The man charged with second-degree murder officially waived his right to a "Stand Your Ground" hearing before his June 10 trial.
Today in a Sanford, Florida courtroom, George Zimmerman officially waived his right to an immunity hearing before his June 10 trial, reports ABC.
Zimmerman, who's charged with second-degree murder in the shooting death of unarmed 17-year-old Trayvon Martin in February 2012, answered yes to a series of questions about giving up his right.
As a result, Zimmerman's fate will not be decided by a judge, but will be determined by a jury of his peers. If he had chosen to have an immunity hearing, a judge could have determined Zimmerman's culpability under Florida's controversial "Stand Your Ground" law.
However, a hearing could take place once all the evidence is presented at the time of trial.

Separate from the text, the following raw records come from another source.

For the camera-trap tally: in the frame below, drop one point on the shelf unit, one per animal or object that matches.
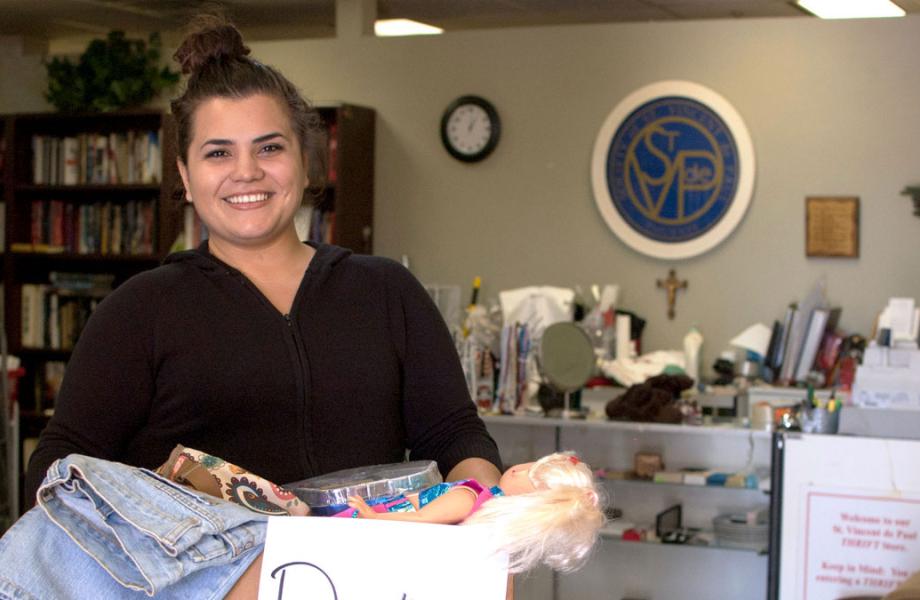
(649, 569)
(349, 189)
(130, 206)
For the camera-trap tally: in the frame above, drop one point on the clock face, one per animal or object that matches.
(470, 128)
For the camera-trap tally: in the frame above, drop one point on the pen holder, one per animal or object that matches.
(819, 420)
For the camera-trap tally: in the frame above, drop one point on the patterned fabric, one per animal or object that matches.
(402, 504)
(217, 477)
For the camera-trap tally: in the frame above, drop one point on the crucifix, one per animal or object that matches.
(671, 285)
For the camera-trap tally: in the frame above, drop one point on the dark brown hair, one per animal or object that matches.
(218, 65)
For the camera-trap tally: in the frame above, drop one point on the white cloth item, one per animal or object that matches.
(537, 306)
(632, 371)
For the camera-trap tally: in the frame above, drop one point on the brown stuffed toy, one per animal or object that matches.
(655, 400)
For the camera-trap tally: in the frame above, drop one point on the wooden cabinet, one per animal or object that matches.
(89, 202)
(344, 211)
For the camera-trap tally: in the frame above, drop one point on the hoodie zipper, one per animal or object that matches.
(301, 375)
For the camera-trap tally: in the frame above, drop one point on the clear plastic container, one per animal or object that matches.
(328, 494)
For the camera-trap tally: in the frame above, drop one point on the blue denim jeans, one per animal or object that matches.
(107, 530)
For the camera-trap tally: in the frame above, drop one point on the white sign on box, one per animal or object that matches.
(355, 559)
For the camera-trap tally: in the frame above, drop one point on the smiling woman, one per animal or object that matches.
(245, 174)
(291, 359)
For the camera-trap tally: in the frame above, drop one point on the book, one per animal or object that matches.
(776, 338)
(817, 322)
(71, 156)
(792, 345)
(823, 321)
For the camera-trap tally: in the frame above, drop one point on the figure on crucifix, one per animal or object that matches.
(671, 285)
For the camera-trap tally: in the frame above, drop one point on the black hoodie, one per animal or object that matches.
(193, 353)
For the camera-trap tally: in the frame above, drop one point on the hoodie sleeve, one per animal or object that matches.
(440, 418)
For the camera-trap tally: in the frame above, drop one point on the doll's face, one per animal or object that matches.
(516, 480)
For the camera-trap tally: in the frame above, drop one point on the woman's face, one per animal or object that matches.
(246, 172)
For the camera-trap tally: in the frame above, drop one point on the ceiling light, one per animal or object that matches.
(852, 9)
(398, 27)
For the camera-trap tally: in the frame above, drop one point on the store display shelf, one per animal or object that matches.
(714, 429)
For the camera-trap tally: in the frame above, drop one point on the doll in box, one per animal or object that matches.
(548, 511)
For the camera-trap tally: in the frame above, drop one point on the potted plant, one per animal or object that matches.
(112, 74)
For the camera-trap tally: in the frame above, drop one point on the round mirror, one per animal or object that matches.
(566, 356)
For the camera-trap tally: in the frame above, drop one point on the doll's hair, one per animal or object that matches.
(557, 524)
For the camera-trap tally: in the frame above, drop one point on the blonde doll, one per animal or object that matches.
(548, 511)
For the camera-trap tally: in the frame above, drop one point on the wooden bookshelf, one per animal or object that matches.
(113, 201)
(37, 246)
(349, 190)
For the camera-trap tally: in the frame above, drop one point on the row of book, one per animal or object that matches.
(132, 157)
(47, 383)
(806, 342)
(92, 228)
(54, 313)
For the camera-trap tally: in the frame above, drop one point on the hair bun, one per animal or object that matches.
(211, 37)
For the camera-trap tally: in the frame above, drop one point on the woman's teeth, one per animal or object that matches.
(247, 198)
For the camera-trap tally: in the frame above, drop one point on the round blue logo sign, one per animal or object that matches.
(671, 177)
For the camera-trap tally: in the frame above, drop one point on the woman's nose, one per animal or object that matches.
(247, 168)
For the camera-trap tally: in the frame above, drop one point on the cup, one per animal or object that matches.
(762, 416)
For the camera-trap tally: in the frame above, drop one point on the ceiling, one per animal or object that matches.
(280, 19)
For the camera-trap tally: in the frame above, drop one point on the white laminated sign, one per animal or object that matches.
(325, 558)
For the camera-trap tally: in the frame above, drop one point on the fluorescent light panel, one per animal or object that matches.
(399, 27)
(852, 9)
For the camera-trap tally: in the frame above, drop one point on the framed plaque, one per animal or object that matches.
(832, 226)
(673, 169)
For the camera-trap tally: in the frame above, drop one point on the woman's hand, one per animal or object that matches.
(364, 511)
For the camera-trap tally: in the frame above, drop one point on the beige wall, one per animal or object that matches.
(22, 76)
(832, 108)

Other matters handled by Judge Deborah Nelson include the undisclosed details of the Martin family's settlement with Zimmerman's neighborhood homeowner's association. Judge Nelson decided that copies of the settlement would be made available to both sides, but an edited version will be made available to the public.
She also ordered the state of Florida to provide any unreleased cell phone records from both parties, reports the Orlando Sentinel. She also asked the state to release any "cleaned up" 911 audio to the other side in addition to allowing five more witnesses to the defenses' line up.